FIG. 1 is a diagram showing a schematic configuration of an embodiment of an electrolytic sterilization apparatus according to the present invention.

FIG. 2 is a diagram of an example showing a time change of a conventional current application condition.

FIG. 3 is a diagram showing an example of a time change of a current application condition in the present invention.

FIG. 4 is a diagram showing a change in Ag ion concentration when a conventional current is applied.

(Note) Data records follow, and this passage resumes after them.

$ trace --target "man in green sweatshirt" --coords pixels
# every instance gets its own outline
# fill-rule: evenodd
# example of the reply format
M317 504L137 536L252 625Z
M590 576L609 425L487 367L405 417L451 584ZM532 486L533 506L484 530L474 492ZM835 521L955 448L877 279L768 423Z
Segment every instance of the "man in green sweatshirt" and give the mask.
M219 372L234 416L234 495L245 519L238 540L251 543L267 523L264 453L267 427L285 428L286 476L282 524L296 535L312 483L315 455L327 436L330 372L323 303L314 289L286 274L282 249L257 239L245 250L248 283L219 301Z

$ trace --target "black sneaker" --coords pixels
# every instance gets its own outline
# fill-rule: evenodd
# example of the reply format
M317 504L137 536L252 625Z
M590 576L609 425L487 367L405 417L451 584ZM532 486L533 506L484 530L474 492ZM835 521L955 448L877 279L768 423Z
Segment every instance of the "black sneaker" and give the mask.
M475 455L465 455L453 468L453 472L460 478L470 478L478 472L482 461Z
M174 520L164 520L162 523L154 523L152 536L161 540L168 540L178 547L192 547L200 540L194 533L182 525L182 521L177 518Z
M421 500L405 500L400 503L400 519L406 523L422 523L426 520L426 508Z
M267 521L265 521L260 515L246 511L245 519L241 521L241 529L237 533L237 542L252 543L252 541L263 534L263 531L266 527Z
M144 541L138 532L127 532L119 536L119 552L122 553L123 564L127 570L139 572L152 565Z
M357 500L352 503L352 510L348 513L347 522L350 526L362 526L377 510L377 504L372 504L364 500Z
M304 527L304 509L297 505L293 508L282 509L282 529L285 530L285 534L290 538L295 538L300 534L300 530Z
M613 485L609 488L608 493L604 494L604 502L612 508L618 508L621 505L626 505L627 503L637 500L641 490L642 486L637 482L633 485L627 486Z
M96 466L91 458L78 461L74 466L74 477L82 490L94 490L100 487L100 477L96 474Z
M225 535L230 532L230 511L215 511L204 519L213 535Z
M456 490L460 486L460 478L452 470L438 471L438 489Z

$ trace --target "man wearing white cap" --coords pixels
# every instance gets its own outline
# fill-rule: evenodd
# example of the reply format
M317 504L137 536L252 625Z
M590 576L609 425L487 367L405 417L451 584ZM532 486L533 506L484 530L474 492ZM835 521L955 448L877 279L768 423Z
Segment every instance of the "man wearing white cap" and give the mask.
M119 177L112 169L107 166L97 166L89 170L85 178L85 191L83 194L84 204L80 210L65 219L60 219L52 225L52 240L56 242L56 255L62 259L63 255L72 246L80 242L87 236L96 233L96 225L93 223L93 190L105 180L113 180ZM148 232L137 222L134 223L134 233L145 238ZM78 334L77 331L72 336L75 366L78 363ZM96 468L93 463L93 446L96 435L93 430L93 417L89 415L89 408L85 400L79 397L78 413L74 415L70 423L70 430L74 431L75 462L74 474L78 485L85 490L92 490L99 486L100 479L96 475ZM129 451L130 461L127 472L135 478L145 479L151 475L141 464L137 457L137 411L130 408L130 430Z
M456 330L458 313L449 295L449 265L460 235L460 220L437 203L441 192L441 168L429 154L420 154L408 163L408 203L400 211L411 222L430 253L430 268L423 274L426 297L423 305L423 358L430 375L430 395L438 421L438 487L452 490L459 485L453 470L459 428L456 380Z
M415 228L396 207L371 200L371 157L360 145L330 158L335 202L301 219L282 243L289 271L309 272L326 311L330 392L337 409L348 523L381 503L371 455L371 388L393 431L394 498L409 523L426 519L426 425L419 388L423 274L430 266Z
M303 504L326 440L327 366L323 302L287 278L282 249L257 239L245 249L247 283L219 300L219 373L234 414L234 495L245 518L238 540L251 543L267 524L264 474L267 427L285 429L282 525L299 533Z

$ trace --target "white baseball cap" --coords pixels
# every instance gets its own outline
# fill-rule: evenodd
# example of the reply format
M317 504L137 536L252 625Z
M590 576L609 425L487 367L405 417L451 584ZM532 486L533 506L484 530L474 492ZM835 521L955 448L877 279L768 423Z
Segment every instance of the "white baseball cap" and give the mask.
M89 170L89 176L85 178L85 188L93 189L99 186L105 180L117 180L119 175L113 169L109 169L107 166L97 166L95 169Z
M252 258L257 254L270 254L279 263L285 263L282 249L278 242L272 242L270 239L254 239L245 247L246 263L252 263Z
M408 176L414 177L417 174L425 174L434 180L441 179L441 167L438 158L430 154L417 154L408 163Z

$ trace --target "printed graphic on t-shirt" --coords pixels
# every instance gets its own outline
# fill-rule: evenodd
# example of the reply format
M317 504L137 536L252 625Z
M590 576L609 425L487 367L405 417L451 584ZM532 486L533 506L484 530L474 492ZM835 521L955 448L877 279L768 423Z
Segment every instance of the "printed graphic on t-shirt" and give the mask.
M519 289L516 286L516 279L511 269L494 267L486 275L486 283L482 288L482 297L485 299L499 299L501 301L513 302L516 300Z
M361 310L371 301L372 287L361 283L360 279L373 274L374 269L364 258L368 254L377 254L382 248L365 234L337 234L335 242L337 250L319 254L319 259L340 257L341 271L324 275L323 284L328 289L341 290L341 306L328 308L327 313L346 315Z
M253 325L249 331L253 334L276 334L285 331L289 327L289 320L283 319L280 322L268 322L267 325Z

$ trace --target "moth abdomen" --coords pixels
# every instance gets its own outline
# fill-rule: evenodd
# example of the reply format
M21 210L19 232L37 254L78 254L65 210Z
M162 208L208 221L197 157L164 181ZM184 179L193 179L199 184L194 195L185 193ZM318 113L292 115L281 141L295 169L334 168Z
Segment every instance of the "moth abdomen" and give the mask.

FIG. 5 is a diagram showing a change in Ag ion concentration when a current is applied in the present invention.

[Explanation of symbols]

10 electrolyzer 21 ... + electrode side electrode, 22 ... + electrode side conductive electrode, 23 ... +
Pole side electrode terminal 24 ...- Pole side electrode, 25 ...- Pole side conductive electrode, 26 ...-
Pole side terminal 31: Water before electrolysis, 32: Water after electrolysis 40: Housing

Continued on the front page (51) Int.Cl. ⁷ Identification symbol FI Theme coat II (reference) C02F 1/50 540 C02F 1/50 540B 560 560F

Claims (7)

[Claims] In an electrolytic sterilization method for generating and sterilizing ions in a liquid to be treated by electrolysis, the method comprises the steps of: providing at least one electrode for generating the ions; and providing at least one pair of electrodes in an electrolytic cell. When the ions are generated in the liquid to be treated in the tank by electrolysis, a step of repeatedly applying and stopping between the electrodes and applying a larger current than in the case of performing electrolysis by continuous energization is performed. Electrolytic sterilization method. 2. The electrolytic sterilization method according to claim 1, wherein, in the step of repeatedly applying and stopping the application, the electrodes are short-circuited while the application is stopped. 3. The electrolytic sterilization method according to claim 3, wherein the electrode comprises a chlorine generating electrode. 4. The electrolytic sterilization method according to claim 3, wherein the electrode comprises an electrode for generating a bactericidal metal ion. 5. The electrolytic sterilization method according to claim 5, wherein the germicidal metal ion is a silver ion. 6. An electrolytic sterilizer using the electrolytic sterilization method according to claim 1. 7. The electrolytic sterilizer according to claim 6, wherein the germicidal ion-containing water generated by the electrolytic sterilizer is used for a toilet or watering.